When diabetes is left unattended it can affect your chances of getting pregnant and also the health of the pregnancy when pregnant. Risks of miscarriage, C-section, still births, foetal growth issues, and need for neonatal intensive care unit (NICU) are all higher in diabetic pregnancies. Babies of fathers with type 1 diabetes are at an increased risk of developing type 1 diabetes. It is heartening to know that diabetic fathers do not produce more malformed children than nondiabetics, only the general genetic remains as for anybody else. Diabetes in men too can majorly wreak havoc with their fertility and hamper a chance of having a baby.
Pre-diabetes and diabetes are more predominant in men than in women and the incidence is rising. This is becoming a huge concern for fertility doctors. Uncontrolled diabetes is associated with increased risk of sperm DNA damage resulting in higher risk of miscarriage. Even when there is good control of the condition this risk remains higher than in non-diabetics. Semen parameters like sperm motility tends to be poorer in diabetics and abnormal sperm forms tend to be higher. Diabetes is usually associated with obesity; this contributes to lower testosterone levels and loss of libido (sex drive), thus, reducing the frequency of intercourse and chances of conception. Diabetes is associated with nerve damage and also damage to blood vessels. This results in a host of sexual issues encompassing erectile dysfunction and ejaculation issues further hampering fertility. Diabetics due to the high sugar levels are more prone to infections in general. Infection, swelling and tenderness of the foreskin also known as ‘balanitis’ makes it painful to have intercourse and affects fertility.
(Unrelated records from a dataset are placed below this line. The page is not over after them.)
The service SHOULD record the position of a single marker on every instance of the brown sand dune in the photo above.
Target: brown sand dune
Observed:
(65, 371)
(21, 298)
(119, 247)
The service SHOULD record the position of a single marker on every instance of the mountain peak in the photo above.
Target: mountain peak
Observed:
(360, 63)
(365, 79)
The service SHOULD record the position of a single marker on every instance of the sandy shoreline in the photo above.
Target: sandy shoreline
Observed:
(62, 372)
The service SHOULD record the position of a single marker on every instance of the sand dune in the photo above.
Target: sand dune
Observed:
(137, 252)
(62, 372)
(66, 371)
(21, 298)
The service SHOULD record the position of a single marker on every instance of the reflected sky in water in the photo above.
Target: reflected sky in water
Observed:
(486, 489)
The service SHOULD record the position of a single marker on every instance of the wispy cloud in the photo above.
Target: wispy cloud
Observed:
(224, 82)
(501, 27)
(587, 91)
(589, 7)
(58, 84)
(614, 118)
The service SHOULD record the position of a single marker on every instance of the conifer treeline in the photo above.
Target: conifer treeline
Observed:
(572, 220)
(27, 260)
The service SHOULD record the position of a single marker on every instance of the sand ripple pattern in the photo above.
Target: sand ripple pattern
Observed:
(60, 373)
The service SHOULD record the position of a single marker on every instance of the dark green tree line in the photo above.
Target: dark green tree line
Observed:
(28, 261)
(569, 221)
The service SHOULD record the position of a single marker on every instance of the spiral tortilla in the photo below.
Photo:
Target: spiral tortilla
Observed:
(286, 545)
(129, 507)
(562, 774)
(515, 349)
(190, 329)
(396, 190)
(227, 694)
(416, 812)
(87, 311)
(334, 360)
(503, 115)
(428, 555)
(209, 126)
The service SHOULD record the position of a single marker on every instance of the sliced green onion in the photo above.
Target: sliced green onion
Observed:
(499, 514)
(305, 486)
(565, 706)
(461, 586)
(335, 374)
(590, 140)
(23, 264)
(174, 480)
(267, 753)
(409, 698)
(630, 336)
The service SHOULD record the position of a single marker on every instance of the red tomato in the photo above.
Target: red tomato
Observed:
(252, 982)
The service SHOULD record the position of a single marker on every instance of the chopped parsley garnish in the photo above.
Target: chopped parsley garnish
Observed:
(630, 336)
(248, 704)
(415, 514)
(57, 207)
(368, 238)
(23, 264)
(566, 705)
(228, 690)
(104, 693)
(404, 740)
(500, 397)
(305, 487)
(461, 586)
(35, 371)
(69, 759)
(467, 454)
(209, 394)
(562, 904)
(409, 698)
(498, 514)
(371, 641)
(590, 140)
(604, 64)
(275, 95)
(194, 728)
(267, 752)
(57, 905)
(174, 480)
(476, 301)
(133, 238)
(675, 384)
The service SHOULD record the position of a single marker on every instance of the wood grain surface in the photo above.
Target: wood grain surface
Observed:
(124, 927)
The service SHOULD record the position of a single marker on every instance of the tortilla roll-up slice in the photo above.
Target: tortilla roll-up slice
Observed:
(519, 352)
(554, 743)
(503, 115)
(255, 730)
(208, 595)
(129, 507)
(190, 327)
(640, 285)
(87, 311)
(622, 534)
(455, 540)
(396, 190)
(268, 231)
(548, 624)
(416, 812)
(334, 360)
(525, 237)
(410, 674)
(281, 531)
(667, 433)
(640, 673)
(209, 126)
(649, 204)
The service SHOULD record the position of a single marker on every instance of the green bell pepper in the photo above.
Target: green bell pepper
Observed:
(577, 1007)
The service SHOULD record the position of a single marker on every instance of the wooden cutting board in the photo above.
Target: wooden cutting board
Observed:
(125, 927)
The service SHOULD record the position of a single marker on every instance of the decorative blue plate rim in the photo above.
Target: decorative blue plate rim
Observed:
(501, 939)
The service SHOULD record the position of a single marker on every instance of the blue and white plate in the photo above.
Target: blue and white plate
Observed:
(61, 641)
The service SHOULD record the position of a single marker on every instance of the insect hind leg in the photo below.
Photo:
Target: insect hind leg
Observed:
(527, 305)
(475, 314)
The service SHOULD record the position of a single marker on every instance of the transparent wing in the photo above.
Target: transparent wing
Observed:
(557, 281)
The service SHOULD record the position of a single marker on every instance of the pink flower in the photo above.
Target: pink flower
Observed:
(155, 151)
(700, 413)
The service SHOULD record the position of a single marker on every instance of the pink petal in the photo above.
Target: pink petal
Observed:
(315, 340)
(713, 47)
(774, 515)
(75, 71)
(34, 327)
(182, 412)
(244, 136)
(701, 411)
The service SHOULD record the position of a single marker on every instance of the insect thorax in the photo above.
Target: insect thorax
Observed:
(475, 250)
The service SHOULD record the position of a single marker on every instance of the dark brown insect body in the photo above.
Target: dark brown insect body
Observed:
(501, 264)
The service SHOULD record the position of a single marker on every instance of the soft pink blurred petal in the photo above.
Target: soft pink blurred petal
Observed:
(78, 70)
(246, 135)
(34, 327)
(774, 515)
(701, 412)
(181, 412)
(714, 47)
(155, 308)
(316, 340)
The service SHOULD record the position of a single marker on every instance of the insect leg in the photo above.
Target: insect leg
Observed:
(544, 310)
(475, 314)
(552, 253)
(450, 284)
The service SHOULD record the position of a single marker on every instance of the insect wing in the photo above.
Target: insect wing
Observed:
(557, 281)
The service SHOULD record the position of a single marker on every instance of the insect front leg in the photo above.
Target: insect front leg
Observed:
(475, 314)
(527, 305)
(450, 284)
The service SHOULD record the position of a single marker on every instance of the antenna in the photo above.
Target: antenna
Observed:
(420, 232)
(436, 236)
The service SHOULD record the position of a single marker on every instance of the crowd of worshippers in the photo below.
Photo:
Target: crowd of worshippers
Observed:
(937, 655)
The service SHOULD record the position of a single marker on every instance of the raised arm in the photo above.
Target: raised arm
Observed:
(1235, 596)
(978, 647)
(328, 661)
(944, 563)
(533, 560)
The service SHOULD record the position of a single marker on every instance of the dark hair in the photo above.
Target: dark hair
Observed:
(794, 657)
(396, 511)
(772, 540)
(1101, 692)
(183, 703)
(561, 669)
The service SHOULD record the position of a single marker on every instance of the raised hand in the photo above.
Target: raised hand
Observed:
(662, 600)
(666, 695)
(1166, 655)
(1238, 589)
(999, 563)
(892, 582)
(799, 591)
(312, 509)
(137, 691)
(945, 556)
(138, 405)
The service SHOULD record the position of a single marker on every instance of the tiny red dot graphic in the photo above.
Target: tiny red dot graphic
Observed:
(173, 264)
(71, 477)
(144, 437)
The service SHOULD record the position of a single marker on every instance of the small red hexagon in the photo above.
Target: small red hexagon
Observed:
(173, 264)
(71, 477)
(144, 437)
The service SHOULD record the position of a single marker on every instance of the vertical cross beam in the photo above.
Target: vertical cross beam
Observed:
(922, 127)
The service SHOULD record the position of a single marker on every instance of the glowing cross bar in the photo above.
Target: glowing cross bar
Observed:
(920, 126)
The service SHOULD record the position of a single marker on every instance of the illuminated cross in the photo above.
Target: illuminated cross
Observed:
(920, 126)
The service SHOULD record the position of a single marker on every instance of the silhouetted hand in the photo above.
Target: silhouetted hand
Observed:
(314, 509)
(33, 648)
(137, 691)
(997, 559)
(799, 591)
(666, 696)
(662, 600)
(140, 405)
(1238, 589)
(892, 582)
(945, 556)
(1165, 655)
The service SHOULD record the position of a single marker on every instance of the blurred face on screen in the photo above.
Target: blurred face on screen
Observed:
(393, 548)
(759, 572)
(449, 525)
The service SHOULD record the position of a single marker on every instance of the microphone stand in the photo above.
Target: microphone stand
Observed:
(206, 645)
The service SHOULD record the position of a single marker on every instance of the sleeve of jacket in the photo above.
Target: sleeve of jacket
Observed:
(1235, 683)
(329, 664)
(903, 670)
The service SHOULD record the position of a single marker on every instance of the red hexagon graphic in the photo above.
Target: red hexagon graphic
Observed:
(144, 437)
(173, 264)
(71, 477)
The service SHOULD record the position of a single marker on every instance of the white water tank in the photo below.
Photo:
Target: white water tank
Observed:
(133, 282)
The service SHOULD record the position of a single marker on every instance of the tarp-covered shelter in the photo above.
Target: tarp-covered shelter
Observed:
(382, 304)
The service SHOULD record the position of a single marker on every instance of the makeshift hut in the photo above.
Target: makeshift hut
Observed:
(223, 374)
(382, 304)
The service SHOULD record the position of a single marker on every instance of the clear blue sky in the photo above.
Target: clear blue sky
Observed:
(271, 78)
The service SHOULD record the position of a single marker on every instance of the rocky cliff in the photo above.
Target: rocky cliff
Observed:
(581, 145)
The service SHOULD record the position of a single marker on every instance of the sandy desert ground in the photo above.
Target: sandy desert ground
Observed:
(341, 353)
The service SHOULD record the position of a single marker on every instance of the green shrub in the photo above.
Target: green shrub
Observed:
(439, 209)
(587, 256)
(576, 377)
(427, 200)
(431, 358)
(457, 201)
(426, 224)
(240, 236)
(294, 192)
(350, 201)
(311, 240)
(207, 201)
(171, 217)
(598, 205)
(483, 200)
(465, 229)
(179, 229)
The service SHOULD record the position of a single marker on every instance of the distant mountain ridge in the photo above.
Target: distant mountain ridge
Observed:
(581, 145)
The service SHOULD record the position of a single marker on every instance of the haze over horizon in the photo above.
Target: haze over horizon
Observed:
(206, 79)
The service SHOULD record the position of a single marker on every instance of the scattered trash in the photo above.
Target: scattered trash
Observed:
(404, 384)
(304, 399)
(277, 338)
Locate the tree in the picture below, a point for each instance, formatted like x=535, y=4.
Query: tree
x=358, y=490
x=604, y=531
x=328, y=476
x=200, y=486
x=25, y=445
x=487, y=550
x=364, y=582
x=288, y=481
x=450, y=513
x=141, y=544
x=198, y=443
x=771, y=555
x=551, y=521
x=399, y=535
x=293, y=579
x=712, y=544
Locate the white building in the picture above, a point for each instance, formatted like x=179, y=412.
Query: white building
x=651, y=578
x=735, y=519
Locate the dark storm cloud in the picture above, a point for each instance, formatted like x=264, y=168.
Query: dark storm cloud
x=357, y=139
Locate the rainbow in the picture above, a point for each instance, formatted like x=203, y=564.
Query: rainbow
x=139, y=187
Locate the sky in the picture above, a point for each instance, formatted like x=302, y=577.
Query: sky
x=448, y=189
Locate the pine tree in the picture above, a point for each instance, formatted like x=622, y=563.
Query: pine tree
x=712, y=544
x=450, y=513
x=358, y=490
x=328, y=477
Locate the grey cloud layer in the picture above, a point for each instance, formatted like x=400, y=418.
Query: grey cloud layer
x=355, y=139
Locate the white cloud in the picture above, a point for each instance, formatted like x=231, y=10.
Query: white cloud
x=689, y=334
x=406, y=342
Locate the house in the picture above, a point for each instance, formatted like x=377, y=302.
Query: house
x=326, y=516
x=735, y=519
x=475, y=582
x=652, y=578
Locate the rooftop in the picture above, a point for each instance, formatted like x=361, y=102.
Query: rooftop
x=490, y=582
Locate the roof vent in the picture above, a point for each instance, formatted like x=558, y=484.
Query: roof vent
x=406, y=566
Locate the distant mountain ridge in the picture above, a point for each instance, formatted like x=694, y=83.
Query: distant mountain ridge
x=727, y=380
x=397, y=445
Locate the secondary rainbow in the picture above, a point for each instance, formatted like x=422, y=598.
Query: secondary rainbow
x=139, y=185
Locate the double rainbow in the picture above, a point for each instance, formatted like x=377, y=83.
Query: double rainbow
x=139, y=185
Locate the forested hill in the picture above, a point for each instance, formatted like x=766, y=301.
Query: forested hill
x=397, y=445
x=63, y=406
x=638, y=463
The good news is diabetes can be effectively managed to regulate blood sugar levels. This comprises of regularly checking your levels, consuming a healthy diet, engaging in steady physical activity, consistently staying in the healthy weight range, meditation, and relaxation techniques to reduce tension and anxiety, and quitting smoking and alcohol. Your health care provider may also suggest some medications if required. Well monitored blood sugar levels can lessen the risk of all the issues enumerated above.
Preferably, diabetes should be well under control for around three months before you start actively trying. This will reduce the diabetes-related risks of pregnancy. Meet your general practitioners (GP) or diabetes specialist as soon as you consider starting a family. When pregnancy does occur, it is best to consult a doctor as soon as you find out that you are pregnant, so that the required care can be taken.
A lot is talked about diabetes and obesity together causing problems with fertility. A healthy diet, regular exercising, and regular checks for diabetic control will vastly improve reproductive outcomes.